We all know what happened on January 6th: An insurrectionist mob stormed the U.S. Capitol in an attempt to stop the counting of electoral college votes, whipped on by a president who was losing his grip on power. Or maybe a group of enthusiastic patriots were invited in by the president and authorities there, and marched their way through the peoples’ house to make their voices heard.
Without documentary evidence, it’s easy to rely on motivated reasoning and political expediency to characterize events. While politicians argued about how to characterize the day, ProPublica journalist Jeff Kao was busy doing what he does best: gathering the facts. He obtained from a source a cache of more than a million videos that had been shared on right-wing social media site Parler, a site where many of the would-be insurrectionists spent time, before it was taken down by its web host.
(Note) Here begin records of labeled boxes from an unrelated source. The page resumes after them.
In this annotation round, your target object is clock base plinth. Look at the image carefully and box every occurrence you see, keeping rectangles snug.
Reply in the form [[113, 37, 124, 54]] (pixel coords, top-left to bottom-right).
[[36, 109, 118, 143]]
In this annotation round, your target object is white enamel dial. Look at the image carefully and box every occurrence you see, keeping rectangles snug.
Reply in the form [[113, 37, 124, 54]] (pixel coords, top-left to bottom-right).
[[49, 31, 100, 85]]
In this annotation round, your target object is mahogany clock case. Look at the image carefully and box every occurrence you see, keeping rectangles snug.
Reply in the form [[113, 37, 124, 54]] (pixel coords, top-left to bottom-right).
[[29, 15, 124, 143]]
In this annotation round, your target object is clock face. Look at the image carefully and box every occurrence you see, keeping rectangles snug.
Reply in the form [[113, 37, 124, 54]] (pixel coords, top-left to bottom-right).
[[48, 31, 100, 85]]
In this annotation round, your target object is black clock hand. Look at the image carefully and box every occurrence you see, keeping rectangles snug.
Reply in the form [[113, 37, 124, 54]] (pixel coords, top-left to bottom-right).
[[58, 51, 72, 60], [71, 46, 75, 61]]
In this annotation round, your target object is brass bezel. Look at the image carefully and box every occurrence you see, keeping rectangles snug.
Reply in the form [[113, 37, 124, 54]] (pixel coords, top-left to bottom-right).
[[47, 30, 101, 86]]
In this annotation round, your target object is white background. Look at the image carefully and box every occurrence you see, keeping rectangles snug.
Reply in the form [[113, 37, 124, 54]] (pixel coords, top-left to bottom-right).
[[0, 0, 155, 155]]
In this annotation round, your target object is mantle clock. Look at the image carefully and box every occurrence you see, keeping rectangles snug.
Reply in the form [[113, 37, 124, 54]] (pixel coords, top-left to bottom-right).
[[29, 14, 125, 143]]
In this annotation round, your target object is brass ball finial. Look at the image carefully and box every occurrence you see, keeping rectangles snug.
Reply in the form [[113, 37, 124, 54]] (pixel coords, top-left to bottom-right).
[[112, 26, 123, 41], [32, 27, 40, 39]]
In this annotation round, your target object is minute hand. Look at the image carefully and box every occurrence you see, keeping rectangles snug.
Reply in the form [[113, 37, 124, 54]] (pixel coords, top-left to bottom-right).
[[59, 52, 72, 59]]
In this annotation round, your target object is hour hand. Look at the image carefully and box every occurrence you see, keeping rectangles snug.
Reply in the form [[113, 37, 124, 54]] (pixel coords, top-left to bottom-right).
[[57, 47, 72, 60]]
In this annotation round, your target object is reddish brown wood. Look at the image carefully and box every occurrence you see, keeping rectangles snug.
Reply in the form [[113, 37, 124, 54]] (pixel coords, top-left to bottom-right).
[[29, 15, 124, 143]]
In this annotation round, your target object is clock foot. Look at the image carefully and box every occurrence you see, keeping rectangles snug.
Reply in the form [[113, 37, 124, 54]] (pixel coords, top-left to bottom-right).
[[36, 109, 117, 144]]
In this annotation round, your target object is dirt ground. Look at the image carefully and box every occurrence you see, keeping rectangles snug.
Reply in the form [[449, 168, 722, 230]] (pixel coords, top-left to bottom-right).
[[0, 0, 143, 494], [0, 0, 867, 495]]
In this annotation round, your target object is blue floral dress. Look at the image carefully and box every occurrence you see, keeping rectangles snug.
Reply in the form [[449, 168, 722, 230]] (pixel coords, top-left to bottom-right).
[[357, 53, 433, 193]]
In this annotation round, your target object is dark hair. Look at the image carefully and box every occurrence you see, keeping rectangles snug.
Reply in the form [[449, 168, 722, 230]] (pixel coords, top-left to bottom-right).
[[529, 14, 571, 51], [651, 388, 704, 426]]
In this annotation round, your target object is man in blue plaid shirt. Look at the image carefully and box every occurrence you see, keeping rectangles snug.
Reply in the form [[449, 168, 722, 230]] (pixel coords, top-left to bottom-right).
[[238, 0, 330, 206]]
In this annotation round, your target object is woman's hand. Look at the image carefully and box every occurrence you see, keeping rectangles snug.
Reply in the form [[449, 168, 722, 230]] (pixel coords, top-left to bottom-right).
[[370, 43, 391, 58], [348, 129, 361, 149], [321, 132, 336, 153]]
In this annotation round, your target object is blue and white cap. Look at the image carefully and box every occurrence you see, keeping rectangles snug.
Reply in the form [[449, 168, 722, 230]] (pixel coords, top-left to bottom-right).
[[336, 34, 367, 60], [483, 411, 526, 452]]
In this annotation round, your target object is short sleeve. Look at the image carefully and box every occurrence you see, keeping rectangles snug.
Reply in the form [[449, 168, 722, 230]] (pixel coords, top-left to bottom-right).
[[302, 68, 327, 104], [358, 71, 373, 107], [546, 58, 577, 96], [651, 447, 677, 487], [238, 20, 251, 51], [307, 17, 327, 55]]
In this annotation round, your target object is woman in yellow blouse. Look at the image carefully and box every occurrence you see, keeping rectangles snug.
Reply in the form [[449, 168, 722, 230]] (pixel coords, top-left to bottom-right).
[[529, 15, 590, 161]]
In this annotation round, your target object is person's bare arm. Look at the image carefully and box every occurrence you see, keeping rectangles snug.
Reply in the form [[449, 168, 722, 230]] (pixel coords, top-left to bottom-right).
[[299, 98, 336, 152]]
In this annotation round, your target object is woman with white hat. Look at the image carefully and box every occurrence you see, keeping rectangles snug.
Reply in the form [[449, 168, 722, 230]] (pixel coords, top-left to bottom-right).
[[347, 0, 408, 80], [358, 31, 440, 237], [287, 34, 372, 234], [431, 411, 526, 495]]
Quickly, Jeff and members of ProPublica’s News Applications and Data teams began combing through the collection. We used metadata to home in on a large set taken by mobile phones that day and posted to the site. After reviewing many of them, we realized we had something special: thousands of videos of the day as seen through the eyes of those who were marching in the crowd.
We put out a call to the rest of the organization and asked for volunteers to review the videos. We wanted to surface as many interesting or newsworthy videos from the day as we could, and that meant ProPublica journalists had to watch each one and tag them with information. Were they in the Capitol? Was the video violent or bloody? Was it interesting? More than 30 of our colleagues answered the call and jumped in to help.
In the end, less than two weeks after Jan. 6, we published more than 500 videos that together created a social media-like experience where users could scroll down to watch videos from the day in chronological order. In them, you can see placid flag waving give way to rising tensions during Trump’s speech, you flow along with the mob as they march toward the capitol, and you find yourself enveloped in tear gas and shattered glass as the crowd forces its way into the Capitol building. We color-coded videos by whether they were around D.C., near the Capitol, or in the Capitol. Users can filter down to see just those videos, or scroll through to get the full experience.
Our colleague Alec MacGillis took stock of the footage and wrote an urgent, bracing overview of the day. As you read his words and scroll through the project, it’s impossible to deny the disturbing reality of the day.